WINNIPEG - The Pallister government’s latest budget fails to address key issues facing Manitoba, with no plan for economic growth, said Manitoba Liberal leader, Dougald Lamont.

In fact, Budget 2018 continues this government’s trend of taking from the poor and giving to the rich. 

“This year alone we are seeing $434-million in new money from the Federal Government that is supposed to be invested in healthcare, social services and education,” said Manitoba Liberal leader, Dougald Lamont. 

Pallister is using federal funds to finance a tax cut for himself and those of the richest Manitobans.

The basic personal exemption has been touted for providing income tax relief for low-income Manitobans, but has been a failure, said Lamont, because it benefits high-income earners more than anyone else. 

Lamont said the new costs being forced onto Manitobans by the Pallister government will dwarf the minimal tax savings for the majority. The Pallister Carbon tax will be paid almost entirely by individuals and small businesses since agriculture, and big business is largely exempt. 

Hydro’s rate increases are essentially a hidden tax – since they are needed to make up for the
$380-million Pallister and his government are taking from Hydro this year, and every year, to make the province’s books look better. 

Pallister is relying heavily on Federal transfers and raiding Hydro instead of addressing real issues in the economy. While the budget documents claim that slow growth is “the new normal” the reality is that two years into their mandate, the PCs have no plan. 

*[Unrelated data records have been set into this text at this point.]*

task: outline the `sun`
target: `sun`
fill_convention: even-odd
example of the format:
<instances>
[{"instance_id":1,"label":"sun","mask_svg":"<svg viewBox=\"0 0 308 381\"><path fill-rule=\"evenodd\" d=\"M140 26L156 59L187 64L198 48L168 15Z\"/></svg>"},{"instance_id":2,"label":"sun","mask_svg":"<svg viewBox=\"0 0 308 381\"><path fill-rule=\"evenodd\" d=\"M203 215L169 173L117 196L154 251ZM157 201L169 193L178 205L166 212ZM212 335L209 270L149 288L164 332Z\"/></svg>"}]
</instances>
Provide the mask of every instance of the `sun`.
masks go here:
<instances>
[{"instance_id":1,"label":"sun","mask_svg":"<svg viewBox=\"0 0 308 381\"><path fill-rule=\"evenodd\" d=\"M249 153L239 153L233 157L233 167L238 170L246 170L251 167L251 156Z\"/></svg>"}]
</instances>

In addition to the other freezes and cuts, the PCs are:

- Cutting funding to Addictions Foundation of Manitoba by $3.3-million dollars in the middle of a crystal meth crisis. 

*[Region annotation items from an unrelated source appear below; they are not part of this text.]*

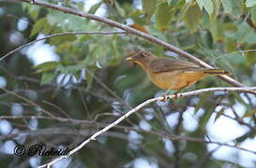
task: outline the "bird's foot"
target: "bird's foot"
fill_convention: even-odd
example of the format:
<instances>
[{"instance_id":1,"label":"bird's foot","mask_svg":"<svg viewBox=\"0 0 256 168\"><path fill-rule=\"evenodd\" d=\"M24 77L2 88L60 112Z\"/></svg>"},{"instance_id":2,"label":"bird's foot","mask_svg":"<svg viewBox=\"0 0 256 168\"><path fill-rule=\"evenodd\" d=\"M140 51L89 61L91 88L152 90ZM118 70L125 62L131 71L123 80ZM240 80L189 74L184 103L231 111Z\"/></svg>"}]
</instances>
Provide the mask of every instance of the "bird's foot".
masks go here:
<instances>
[{"instance_id":1,"label":"bird's foot","mask_svg":"<svg viewBox=\"0 0 256 168\"><path fill-rule=\"evenodd\" d=\"M162 100L160 100L160 102L165 102L165 101L167 101L168 99L169 99L168 94L163 94L163 95L162 95Z\"/></svg>"}]
</instances>

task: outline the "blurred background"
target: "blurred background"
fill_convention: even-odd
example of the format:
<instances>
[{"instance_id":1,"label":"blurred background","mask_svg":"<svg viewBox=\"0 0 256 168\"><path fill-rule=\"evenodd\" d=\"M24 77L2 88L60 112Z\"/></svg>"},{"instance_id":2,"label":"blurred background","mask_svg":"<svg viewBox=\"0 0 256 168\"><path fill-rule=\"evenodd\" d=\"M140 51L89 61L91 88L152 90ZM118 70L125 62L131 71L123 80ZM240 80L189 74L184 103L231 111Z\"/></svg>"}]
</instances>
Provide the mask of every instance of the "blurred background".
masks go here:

- Cutting Emergency Management for Fire Prevention & Emergency Preparedness on First Nations.

- All increased funding for CFS is going to apprehension, and funding for strategic initiatives to reduce children in care has been cut.

- Funding for people on income assistance has been cut.

“This province has had its credit rating downgraded twice in two years, which is the worst performance of any Manitoba government in decades,” said Lamont. “Manitoba is being downgraded because Pallister doesn’t have a plan for growth.”